Alice Driver. One Signal, $28.99 (256p) ISBN 978-1-6680-7882-2

The horrifying labor violations of meatpacking behemoth Tyson and the harrowing ordeal of the undocumented immigrant workforce that fought back are revealed in this shocking exposé from journalist Driver (More or Less Dead). The company’s ill-treatment of workers at a plant in Springdale, Ark., included startlingly unsafe conditions leading to accidents and subsequent cover-ups. In one incident, a toxic gas leak resulted in the hospitalization of 173 workers (managers insisted workers remain at their stations, even as some began to faint; afterward, the company forced workers to sign liability waivers). One of those workers, Plácido Leopoldo Arrue—whose story Driver follows closely—became seriously disabled by the exposure; he died of Covid in July 2020, likely made more vulnerable by the lung damage. Covid was the initial impetus for Driver’s project—in 2020, as meatpacking workers in cramped conditions fell ill, Driver began investigating.
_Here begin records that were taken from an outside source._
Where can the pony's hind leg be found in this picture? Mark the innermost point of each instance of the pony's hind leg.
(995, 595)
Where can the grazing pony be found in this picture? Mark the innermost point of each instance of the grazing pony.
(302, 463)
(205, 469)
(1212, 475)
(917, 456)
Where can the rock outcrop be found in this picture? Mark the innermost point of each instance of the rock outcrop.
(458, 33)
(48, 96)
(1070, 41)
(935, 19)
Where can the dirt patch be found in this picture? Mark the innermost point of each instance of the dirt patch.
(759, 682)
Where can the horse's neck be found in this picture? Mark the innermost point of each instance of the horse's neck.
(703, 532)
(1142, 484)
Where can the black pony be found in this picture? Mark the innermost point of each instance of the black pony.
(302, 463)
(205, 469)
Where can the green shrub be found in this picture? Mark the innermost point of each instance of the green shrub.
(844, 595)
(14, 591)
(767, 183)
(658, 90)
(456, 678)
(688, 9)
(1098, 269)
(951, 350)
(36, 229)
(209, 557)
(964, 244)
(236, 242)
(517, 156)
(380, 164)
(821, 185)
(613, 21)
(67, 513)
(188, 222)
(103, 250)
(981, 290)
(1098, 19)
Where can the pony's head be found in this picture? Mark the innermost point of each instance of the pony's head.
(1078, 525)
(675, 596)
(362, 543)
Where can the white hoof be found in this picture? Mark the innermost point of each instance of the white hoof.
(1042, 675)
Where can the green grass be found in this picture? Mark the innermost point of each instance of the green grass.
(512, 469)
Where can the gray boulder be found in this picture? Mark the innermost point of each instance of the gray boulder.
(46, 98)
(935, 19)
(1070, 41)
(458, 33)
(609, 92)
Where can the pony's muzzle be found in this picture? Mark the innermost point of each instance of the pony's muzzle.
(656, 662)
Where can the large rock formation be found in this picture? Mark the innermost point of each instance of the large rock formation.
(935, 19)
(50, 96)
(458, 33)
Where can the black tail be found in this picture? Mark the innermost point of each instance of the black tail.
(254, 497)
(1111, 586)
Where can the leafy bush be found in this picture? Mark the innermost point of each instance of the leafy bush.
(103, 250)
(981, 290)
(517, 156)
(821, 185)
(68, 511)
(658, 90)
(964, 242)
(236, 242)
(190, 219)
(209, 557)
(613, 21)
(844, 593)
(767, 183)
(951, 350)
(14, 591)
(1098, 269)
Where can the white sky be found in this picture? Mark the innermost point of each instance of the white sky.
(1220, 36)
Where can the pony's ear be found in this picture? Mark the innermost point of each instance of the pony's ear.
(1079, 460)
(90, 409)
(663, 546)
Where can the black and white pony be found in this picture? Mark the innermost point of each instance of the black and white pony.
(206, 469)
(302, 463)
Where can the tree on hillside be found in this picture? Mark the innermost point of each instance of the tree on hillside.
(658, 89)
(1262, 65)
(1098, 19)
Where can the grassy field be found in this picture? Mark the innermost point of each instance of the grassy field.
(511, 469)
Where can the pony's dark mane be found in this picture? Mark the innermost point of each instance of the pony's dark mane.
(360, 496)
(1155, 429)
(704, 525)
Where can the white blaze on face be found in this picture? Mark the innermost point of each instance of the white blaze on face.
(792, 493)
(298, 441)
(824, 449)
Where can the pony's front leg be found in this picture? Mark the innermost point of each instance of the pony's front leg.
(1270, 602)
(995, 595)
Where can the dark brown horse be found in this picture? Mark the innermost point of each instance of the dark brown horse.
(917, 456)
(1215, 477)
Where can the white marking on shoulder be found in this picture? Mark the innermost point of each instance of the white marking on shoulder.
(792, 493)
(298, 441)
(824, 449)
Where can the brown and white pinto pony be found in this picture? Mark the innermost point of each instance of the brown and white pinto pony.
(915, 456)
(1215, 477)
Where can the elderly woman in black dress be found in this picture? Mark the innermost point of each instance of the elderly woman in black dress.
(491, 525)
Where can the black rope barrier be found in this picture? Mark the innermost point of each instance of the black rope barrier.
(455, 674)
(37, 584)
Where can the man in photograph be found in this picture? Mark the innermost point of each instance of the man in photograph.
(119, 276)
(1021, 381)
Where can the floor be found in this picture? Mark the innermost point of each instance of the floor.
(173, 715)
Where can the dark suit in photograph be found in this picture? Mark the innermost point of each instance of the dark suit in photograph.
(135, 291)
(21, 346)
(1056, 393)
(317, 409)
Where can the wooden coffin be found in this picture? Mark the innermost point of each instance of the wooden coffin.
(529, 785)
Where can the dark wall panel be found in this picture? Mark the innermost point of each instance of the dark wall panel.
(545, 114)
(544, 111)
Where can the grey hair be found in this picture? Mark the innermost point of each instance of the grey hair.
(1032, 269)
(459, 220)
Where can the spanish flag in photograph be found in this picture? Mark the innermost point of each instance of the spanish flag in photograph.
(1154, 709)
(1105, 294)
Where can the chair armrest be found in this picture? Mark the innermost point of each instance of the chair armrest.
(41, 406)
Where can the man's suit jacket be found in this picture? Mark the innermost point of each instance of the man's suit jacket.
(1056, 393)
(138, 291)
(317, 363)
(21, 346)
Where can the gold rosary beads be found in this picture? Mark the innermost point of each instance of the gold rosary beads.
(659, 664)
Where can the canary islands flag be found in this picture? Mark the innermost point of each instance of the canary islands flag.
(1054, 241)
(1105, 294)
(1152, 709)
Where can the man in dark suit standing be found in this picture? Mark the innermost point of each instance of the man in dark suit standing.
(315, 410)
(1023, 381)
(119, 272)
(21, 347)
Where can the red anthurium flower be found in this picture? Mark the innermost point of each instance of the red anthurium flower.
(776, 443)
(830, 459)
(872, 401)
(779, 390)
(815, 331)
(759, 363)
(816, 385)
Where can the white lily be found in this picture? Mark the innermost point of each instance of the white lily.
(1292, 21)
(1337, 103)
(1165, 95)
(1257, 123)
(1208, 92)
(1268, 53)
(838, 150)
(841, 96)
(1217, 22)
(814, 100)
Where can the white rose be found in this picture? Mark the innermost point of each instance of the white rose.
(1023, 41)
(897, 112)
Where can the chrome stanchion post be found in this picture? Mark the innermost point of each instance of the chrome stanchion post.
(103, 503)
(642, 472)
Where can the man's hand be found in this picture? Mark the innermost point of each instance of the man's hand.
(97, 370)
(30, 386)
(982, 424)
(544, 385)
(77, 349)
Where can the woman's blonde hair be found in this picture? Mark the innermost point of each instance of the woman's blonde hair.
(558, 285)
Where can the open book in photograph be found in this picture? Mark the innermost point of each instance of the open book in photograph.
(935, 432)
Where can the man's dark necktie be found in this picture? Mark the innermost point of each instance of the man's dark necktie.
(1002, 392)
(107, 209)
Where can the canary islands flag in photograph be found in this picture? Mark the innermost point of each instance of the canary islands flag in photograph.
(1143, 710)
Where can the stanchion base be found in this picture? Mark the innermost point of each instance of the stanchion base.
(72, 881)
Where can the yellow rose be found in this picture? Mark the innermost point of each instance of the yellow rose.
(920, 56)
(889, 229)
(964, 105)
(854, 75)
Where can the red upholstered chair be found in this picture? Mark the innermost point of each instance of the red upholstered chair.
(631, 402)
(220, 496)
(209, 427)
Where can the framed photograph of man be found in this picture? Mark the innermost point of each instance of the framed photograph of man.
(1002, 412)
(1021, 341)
Her subjects were reluctant to communicate by phone, and so her story takes her on road trips across the South to conduct in-person interviews, an intrepid effort of gumshoe journalism resulting in an intimate, unprecedented glimpse of the lives of America’s undocumented workforce during the pandemic—which includes efforts by some workers to organize with a union and file lawsuits against Tyson. Throughout, Driver’s prose is sumptuous and empathetic (“Looking down... they see their faces reflected in a pool of blood,” she writes of workers on the assembly line). This is a tour de force. (Sept.)